Scores of activists in Athens last week taunted hundreds of Muslims, as they gathered to pray. There is no Muslim mosque in Athens, so Muslims tend to hold their prayer services at cultural centers or community halls, private apartments, or outdoors.
While Muslims prayed in Athens, some Greeks shouted obscenities, threw eggs at them, and waved Greek flags.
Greeks should know better than to take part in these hateful child-like activities, which show a disrespect toward Islam. Because some Muslim extremists in predominantly Muslim countries perform barbaric acts against Christians does not give Greeks the right to perform hateful acts against Muslims.

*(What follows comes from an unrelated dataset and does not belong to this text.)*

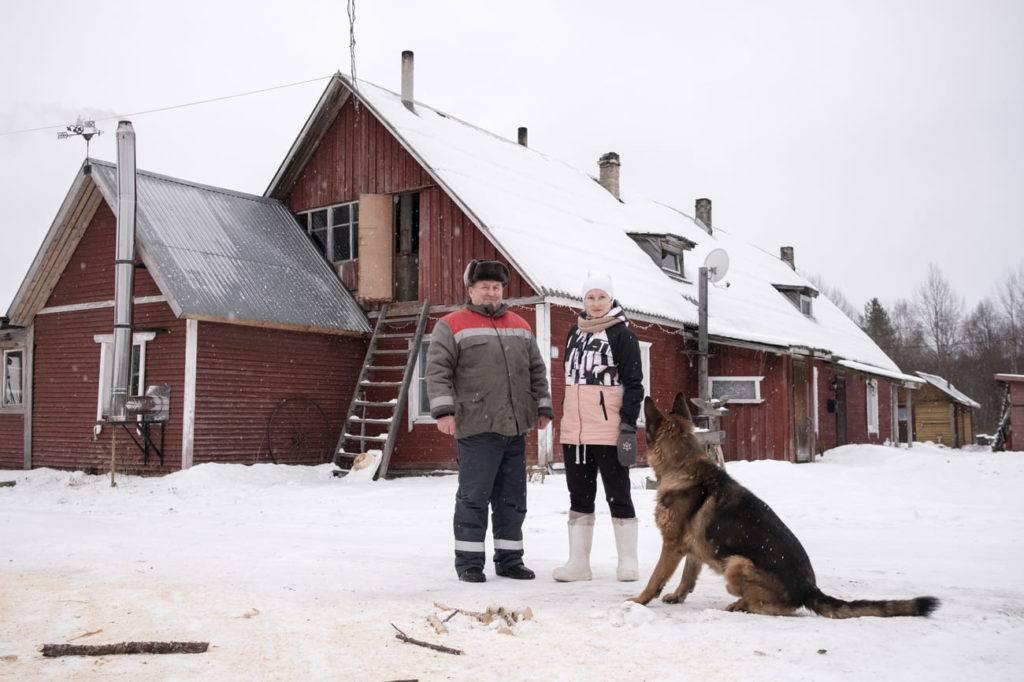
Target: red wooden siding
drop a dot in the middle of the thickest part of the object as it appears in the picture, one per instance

There are an estimated one million Muslims living in Greece. Most of them live in the northeastern part of the nation in the Greek region of Thrace, near the Turkish border. About 200,000 Muslims live in Athens.
With a significant increase in the number of Muslim immigrants living in Greece during the past decade, anti-Muslim sentiments have also increased. In fact, according to a survey conducted by the European Union, Greece has a higher negative attitude toward Muslims than any other country in Europe.
Greece's extremely negative attitude toward Muslims is generally encouraged in the rhetoric of Orthodox clergy -- thus making it an ongoing problem -- due to the power of the Greek Orthodox Church.
The Greek Orthodox Church has argued that the people of Athens are not ready for accepting the site of a minaret in the center of a Christian Orthodox country. Moreover, the predominance of the Greek Orthodox Church makes many Greeks consider non-Orthodox individuals as fundamentally non-Greek.
The only Muslim cemeteries -- as well as mosques -- in Greece are in Thrace. Muslims are discouraged from using municipal cemeteries, and only a few have done so. Muslims in Greece usually have burials in Thrace or in other countries.
Although attempts by Muslims to build a mosque in Athens have been met with opposition by local residents and some Greek Orthodox priests in the past, the present Archbishop of Athens supports the construction of a mosque. At the same time, the Greek government has approved its construction and has set aside a site close to the center of the city where the mosque will be built.
Construction of the mosque in Athens has not yet begun, but will probably begin within the next few months.
Once construction of the Athens mosque is completed, it would behoove the people of Athens to view this mosque as a godsend -- a capstone structure that will enhance Christian-Islamic relations and assimilation in the city that gave birth to democracy.